Cha Ji-won, a Korean woman interviewed by the Guardian, reported that she was spending as much as 100,000 won ($88) each month on cosmetics. Not anymore: “There’s only so much mental energy a person has each day, and I used to spend so much of it worrying about being ‘pretty’.”

Another woman’s makeup collection once seemed like “meaningful consumption,” she writes. “Now, it’s just garbage.” Without it, she wonders, “how will I spend my money?”

This woman wore makeup daily from junior high, reapplying lipstick every hour. Now, she’s throwing it, and “the corset,” away:

“I liked pretty things. I wanted to be pretty. I hated my ugly face,” this woman writes. “I didn’t go to school on days when my make-up didn’t look good.” Now, she says, she realizes that she doesn’t have to be pretty. “I took off the mask that was ruining my life.”
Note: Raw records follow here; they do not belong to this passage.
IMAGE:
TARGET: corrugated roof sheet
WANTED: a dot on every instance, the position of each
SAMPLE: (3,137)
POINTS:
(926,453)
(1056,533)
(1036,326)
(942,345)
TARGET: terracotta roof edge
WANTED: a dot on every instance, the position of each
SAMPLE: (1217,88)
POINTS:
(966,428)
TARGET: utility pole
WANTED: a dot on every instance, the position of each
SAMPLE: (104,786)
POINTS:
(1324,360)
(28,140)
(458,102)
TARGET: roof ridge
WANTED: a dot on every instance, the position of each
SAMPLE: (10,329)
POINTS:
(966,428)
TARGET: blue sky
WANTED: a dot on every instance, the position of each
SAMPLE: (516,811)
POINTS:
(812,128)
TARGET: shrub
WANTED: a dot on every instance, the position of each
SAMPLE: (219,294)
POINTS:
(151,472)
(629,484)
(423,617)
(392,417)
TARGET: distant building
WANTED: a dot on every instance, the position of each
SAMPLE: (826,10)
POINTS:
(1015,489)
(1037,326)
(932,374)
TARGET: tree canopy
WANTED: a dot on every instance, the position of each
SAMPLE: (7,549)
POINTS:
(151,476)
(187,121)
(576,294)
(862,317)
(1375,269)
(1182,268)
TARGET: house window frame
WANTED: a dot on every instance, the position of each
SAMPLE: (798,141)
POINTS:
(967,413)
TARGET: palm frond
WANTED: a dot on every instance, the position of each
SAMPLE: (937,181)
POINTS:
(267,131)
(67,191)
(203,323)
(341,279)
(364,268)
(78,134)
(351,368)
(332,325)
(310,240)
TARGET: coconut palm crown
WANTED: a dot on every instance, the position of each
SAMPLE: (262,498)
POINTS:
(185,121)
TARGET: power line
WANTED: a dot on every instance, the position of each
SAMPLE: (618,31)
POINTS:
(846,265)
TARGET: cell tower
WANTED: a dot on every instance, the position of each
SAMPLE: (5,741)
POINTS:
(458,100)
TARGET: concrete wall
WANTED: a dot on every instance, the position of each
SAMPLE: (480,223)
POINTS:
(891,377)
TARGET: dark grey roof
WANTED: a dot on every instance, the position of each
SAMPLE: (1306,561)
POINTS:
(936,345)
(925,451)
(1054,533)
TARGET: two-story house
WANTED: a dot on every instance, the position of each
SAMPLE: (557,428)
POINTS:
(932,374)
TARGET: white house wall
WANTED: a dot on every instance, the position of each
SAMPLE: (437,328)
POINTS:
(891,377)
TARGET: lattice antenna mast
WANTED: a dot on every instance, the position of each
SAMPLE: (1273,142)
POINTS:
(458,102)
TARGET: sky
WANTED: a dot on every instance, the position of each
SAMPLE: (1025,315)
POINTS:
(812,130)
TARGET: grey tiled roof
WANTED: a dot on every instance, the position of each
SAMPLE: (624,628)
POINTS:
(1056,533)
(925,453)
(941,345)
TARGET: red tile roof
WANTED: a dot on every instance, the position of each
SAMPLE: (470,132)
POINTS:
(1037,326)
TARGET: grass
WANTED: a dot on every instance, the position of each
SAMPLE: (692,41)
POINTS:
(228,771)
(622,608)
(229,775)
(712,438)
“I was embarrassed to go outside if I didn’t have makeup on.”

Seeing the combination of all these lotions and potions, this woman writes, “I wonder how I was putting this on my face.”

The “escape the corset” movement didn’t come out of nowhere. Instead, it’s just one part of a feminist revolution that has swept the country in the wake of its #MeToo movement. In January, public prosecutor Seo Ji-hyeon accused a former high-profile politician of groping her at a funeral in 2010. In the months since, hundreds more women have come forward with their own stories of assault and harassment. A 22,000-strong Women’s March for Justice in Seoul in June became the largest feminist rally in the country’s history.

These shifting principles are filtering out into how women spend their time and their money, in a country in which a premium has long been placed on beauty. Plastic surgery is a common graduation present, while photos are a normal feature of job applications.

It’s still too early to say whether the movement has begun to affect cosmetics companies’ bottom line, let alone whether it will bring about substantive cultural change. But local media reports say some cosmetics retailers are already working out how to reposition themselves in this new, feminist market. Rather than playing on women’s insecurities, they’ll be targeting male customers more aggressively, instead.